Cupido marca los corazones de aquellos a los que toca con su
flecha, aquellos que están destinados a estar juntos para siempre.
¿Queréis saber por qué? Está bien. Os lo contaré. Pero este
debe ser nuestro secreto.
Hace mucho, mucho tiempo, cuando los primeros humanos
rondaban la tierra, cuando el primer ápice de razón comenzaba a aparecer en su
mente, un ángel se aburría en los cielos. Ese ángel es hoy conocido con el nombre de Cupido.
Cupido vivía rodeado de sus hermanos y hermanas, todos
ángeles, rígidos, estrictos, absortos en su sosegado amor hacia la naturaleza,
así que el pequeño ángel apartó la vista de su familia, zambulléndola en la
inmensidad del universo.
Observó todas y cada una de las estrellas que habitaban cada
una de las galaxias existentes, nada parecía sacarle de su perpetuo
aburrimiento. Hasta que un día, encontró a dos estrellas muy juntas en la
pequeña constelación de Sagitario, conocida como “la flecha”.
El ángel quedó prendado al momento del modo en que ambas
estrellas se acercaban, el modo en que dependían de su unión, la pasión que
compartían, la necesidad de la una de estar cerca de la otra. Cupido miraba a
las estrellas y se miraba a sí mismo, sintiendo unos celos terribles de la
sobriedad con la que se veía obligado a actuar en los cielos, mientras por ahí
había seres disfrutando de sentimientos tan intensos.

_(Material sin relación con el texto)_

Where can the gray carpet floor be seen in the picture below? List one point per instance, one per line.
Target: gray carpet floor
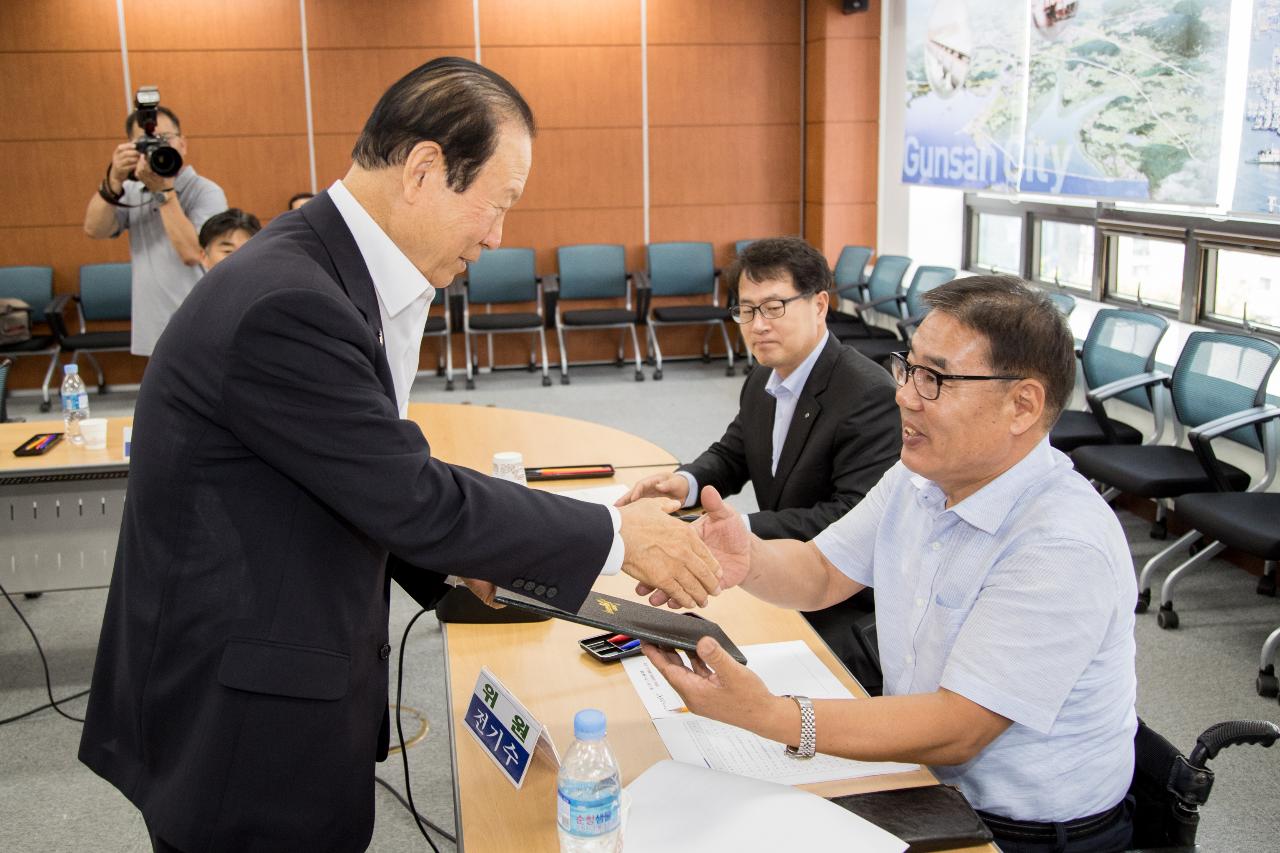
(1187, 679)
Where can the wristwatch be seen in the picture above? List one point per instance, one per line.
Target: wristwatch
(808, 729)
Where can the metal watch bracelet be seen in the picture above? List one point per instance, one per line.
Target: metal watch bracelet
(808, 729)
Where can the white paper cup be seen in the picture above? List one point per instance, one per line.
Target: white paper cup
(94, 429)
(510, 465)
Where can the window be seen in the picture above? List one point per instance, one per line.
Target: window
(1000, 242)
(1065, 254)
(1147, 269)
(1243, 286)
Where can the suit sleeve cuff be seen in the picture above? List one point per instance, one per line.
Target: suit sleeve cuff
(691, 498)
(617, 551)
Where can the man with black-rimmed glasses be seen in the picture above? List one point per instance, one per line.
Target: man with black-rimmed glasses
(817, 425)
(1004, 589)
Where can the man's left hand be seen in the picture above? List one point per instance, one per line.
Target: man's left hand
(717, 685)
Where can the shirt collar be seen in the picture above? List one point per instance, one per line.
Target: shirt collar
(988, 507)
(792, 384)
(397, 281)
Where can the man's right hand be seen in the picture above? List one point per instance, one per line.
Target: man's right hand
(123, 162)
(668, 486)
(666, 555)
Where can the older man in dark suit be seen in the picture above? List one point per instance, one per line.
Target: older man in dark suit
(240, 693)
(816, 429)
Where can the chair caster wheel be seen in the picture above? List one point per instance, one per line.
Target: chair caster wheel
(1266, 683)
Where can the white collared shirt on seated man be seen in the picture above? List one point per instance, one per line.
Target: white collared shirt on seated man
(1020, 600)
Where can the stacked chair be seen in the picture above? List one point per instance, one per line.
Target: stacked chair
(1219, 392)
(595, 272)
(503, 277)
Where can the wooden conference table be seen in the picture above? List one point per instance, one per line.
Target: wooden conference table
(44, 497)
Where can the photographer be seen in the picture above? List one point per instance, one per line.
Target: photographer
(163, 203)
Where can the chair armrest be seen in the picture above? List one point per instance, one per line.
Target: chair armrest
(1233, 422)
(1120, 386)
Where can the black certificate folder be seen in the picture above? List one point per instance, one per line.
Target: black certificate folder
(640, 621)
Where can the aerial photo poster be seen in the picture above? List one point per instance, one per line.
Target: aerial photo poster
(1120, 99)
(965, 92)
(1257, 179)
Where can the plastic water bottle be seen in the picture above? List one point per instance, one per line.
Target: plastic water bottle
(588, 790)
(74, 402)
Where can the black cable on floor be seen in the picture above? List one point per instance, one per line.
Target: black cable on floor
(49, 683)
(400, 730)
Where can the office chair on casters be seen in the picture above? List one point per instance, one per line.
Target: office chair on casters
(1232, 519)
(1120, 346)
(595, 272)
(33, 286)
(913, 309)
(440, 325)
(880, 295)
(503, 277)
(105, 293)
(685, 269)
(1170, 788)
(1217, 379)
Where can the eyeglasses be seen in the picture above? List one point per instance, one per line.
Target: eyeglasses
(927, 381)
(768, 309)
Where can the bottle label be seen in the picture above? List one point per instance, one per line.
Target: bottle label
(584, 817)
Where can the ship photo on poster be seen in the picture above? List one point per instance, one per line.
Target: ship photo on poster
(1257, 178)
(965, 92)
(1125, 99)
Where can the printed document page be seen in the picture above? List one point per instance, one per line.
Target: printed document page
(785, 667)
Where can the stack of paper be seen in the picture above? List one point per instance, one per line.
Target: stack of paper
(785, 667)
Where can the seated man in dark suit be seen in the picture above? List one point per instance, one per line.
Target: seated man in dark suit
(817, 425)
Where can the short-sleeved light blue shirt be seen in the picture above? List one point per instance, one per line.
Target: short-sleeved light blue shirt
(1019, 598)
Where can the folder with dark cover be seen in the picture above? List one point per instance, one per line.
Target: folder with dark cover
(641, 621)
(933, 817)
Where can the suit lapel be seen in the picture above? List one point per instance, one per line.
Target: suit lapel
(808, 409)
(323, 215)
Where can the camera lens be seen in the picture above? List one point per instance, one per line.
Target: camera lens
(164, 160)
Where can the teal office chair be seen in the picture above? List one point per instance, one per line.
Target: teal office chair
(1120, 346)
(913, 308)
(851, 272)
(595, 272)
(439, 324)
(1220, 379)
(685, 269)
(33, 286)
(881, 296)
(503, 277)
(105, 293)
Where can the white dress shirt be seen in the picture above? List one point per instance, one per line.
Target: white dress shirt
(403, 300)
(786, 392)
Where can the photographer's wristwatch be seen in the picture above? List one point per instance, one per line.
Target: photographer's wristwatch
(808, 729)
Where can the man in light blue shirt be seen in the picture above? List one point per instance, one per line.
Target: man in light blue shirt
(1004, 589)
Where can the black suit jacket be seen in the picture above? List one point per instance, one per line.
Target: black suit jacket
(844, 436)
(240, 692)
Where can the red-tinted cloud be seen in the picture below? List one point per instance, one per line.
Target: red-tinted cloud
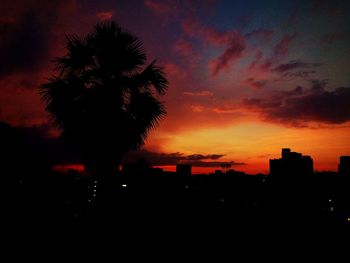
(233, 52)
(255, 84)
(262, 34)
(295, 64)
(105, 15)
(163, 159)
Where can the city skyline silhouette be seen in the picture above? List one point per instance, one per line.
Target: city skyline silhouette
(116, 110)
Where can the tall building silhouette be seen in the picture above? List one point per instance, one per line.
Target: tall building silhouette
(291, 164)
(344, 165)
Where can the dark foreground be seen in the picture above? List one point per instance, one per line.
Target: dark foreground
(57, 200)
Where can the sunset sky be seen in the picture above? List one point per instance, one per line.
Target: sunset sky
(246, 77)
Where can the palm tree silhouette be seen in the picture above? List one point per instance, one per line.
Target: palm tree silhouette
(103, 98)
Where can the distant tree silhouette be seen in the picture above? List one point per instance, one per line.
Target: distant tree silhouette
(103, 97)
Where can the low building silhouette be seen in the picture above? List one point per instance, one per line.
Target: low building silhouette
(344, 165)
(184, 169)
(291, 164)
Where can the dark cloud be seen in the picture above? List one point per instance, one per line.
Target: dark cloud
(332, 37)
(312, 105)
(281, 49)
(233, 52)
(295, 64)
(36, 143)
(198, 160)
(24, 43)
(261, 34)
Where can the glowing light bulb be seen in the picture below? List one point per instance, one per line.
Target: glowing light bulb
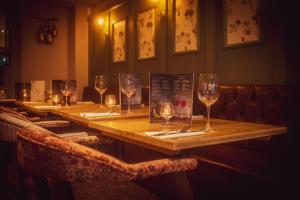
(100, 21)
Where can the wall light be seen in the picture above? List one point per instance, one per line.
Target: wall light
(100, 21)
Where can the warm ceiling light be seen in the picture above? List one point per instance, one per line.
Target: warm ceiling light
(100, 21)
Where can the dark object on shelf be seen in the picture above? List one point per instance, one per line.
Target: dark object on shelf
(47, 30)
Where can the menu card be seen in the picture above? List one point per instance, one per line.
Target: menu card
(135, 99)
(177, 89)
(37, 92)
(22, 91)
(56, 89)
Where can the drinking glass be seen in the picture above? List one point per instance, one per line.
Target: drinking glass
(208, 94)
(66, 90)
(167, 111)
(128, 86)
(101, 85)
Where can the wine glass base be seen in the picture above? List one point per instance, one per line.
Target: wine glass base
(209, 130)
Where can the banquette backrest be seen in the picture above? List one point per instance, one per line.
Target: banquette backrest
(269, 104)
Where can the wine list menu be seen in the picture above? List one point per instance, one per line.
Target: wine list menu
(177, 89)
(135, 99)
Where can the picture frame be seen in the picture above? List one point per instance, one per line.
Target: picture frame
(145, 24)
(119, 41)
(4, 41)
(242, 22)
(185, 26)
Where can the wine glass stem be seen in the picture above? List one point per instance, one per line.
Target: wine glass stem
(66, 101)
(128, 105)
(208, 117)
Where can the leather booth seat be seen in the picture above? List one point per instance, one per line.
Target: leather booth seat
(269, 104)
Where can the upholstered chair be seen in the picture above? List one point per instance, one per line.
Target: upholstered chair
(44, 154)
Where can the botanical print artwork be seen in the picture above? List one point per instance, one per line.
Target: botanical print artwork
(186, 29)
(37, 91)
(119, 41)
(146, 34)
(243, 21)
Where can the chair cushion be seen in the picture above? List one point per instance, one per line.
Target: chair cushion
(122, 191)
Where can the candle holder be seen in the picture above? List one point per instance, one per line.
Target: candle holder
(110, 101)
(56, 99)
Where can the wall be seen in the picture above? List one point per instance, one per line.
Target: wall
(264, 63)
(41, 61)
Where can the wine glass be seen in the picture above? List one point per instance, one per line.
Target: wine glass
(66, 90)
(208, 94)
(128, 86)
(167, 111)
(101, 85)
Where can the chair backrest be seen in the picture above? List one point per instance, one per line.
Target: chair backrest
(9, 125)
(44, 154)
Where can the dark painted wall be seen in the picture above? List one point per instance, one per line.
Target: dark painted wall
(264, 63)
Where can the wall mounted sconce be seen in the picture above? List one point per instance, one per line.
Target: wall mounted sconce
(46, 31)
(100, 21)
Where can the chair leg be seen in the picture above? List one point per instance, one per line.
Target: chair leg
(42, 188)
(62, 190)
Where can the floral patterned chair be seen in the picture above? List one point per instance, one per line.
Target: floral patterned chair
(44, 154)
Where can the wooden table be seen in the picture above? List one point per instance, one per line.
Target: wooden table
(7, 100)
(132, 130)
(73, 112)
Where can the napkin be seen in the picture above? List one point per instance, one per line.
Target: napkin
(84, 102)
(66, 135)
(99, 114)
(47, 107)
(173, 134)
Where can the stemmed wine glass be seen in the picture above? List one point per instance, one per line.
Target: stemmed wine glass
(128, 86)
(66, 90)
(167, 111)
(101, 85)
(208, 94)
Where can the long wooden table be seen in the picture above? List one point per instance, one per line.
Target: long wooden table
(131, 128)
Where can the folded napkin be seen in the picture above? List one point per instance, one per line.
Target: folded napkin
(47, 107)
(85, 102)
(173, 134)
(74, 134)
(196, 117)
(99, 114)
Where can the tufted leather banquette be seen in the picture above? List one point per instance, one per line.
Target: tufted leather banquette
(270, 104)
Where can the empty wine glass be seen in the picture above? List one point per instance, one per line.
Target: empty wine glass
(128, 86)
(101, 85)
(66, 90)
(167, 111)
(208, 94)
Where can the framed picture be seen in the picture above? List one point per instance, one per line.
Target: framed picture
(119, 41)
(146, 34)
(186, 21)
(4, 41)
(242, 22)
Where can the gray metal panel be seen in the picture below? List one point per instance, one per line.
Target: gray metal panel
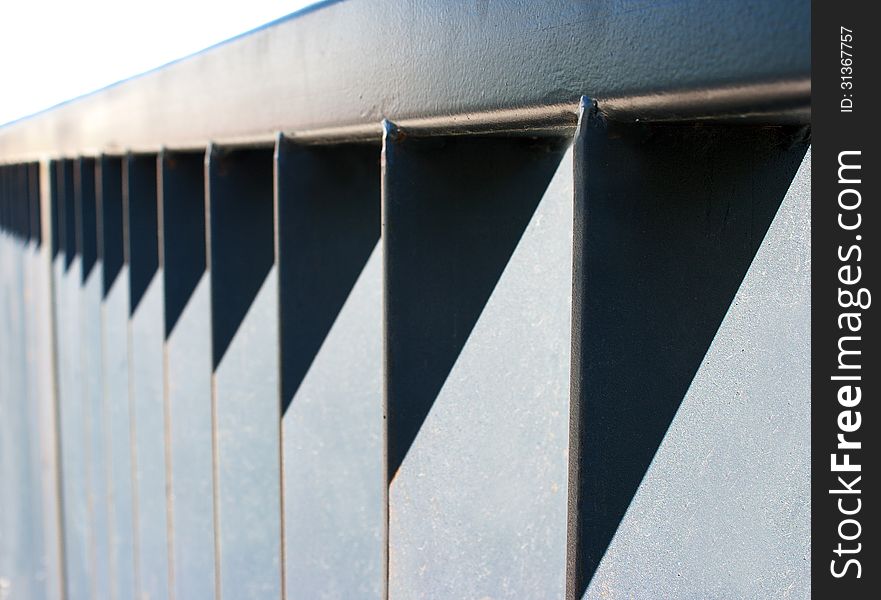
(700, 524)
(114, 369)
(330, 289)
(188, 372)
(244, 312)
(42, 344)
(478, 255)
(66, 267)
(340, 65)
(91, 377)
(146, 376)
(668, 221)
(21, 535)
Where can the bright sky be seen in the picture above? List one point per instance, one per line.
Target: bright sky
(55, 50)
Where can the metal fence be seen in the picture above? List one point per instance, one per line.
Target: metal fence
(414, 300)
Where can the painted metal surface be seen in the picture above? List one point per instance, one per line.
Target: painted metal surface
(665, 237)
(330, 291)
(71, 408)
(188, 372)
(244, 323)
(90, 374)
(730, 481)
(146, 323)
(542, 363)
(478, 303)
(24, 561)
(344, 66)
(115, 368)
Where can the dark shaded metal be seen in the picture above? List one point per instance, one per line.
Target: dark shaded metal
(111, 242)
(328, 73)
(71, 409)
(668, 219)
(183, 262)
(471, 511)
(115, 371)
(329, 270)
(146, 376)
(247, 416)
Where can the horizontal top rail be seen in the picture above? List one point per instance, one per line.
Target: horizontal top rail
(335, 71)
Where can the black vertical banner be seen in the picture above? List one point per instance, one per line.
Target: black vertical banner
(846, 370)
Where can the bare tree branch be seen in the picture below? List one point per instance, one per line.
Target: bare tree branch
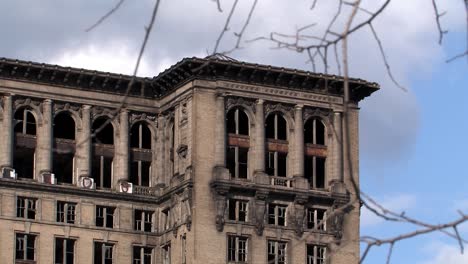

En una muestra de lo que él consideró “ingenio” elaboró un
arco de madera de los árboles del edén y una sola flecha, cuya punta estaba
hecha del material de la espada de su hermano Uriel, con la que expulsó a los
primeros humanos del paraíso. Volvió al
lugar desde el cual observaba a las estrellas enamoradas y, apuntando con
decisión, soltó la cuerda del arco, acertando justamente entre los cuerpos de
ambas estrellas, partiéndolas por la mitad.
Una de las mitades de cada una salió volando, cayendo en
distintos lugares de la tierra e incrustándose en el alma de un humano
distinto. Cupido observó esto con curiosidad, pues percibió algo distinto en
sus corazones. Al cabo de los días, ambos dejaron de comer, estaban abatidos,
suspiraban sin parar y lloraban desconsoladamente.
Cupido no era capaz de explicarse lo que ocurría, hasta que
descubrió una noche a las dos criaturas creadas por su padre, sentados y
mirando la luna con la misma expresión en los ojos. Soledad, anhelo, necesidad,
dependencia, deseo. Los mismos sentimientos que emanaban de la esencia de las
estrellas a las que él había separado. Cuando salió el sol, los humanos yacían
en su lecho, sin vida. Habían muerto de pena.
La aberración que había cometido hizo mella en el corazón de
Cupido, que lloró la pérdida de esas dos almas enamoradas. Buscó día y noche
los restos de las estrellas en el inmenso firmamento y cuando los encontró, los
convirtió en polvo de estrellas, manteniendo juntas así ambas mitades.
Hizo más flechas, muchísimas, tantas que la mente humana no
podría contarlas, mejoró su arco añadiendo el polvo de estrellas y solidificó
suficiente como para hacer puntas para todas las flechas. A partir de ahí se
consideró responsable de hacer que en el mundo no faltasen esos sentimientos
tan intensos que compartían las estrellas enamoradas.
Acudió a su padre, confesó haber pecado de envidia y le rogó
que le dejase emprender su propósito. Tras conseguir su consentimiento, voló
alrededor de todo el mundo, lanzando sus flechas a todos los humanos, de manera
que, dependiendo de qué molécula de polvo de estrella haya sido utilizada para
la elaboración de la flecha, los corazones de cada humano quedaban marcados con
un símbolo que muy pocos conocen hoy día y los llevaba a vivir buscando a su
otra mitad.
Cada paso que damos nos lleva a encontrar a esa persona con
la cual estamos destinados a estar, todo gracias al error de un pequeño ángel
algo envidioso pero responsable de sus actos.
Y por eso, Cupido marca los corazones de aquellos a los que
toca con su flecha, aquellos que están destinados a estar juntos para siempre.
Para ayudarlos a encontrar a su media estrella.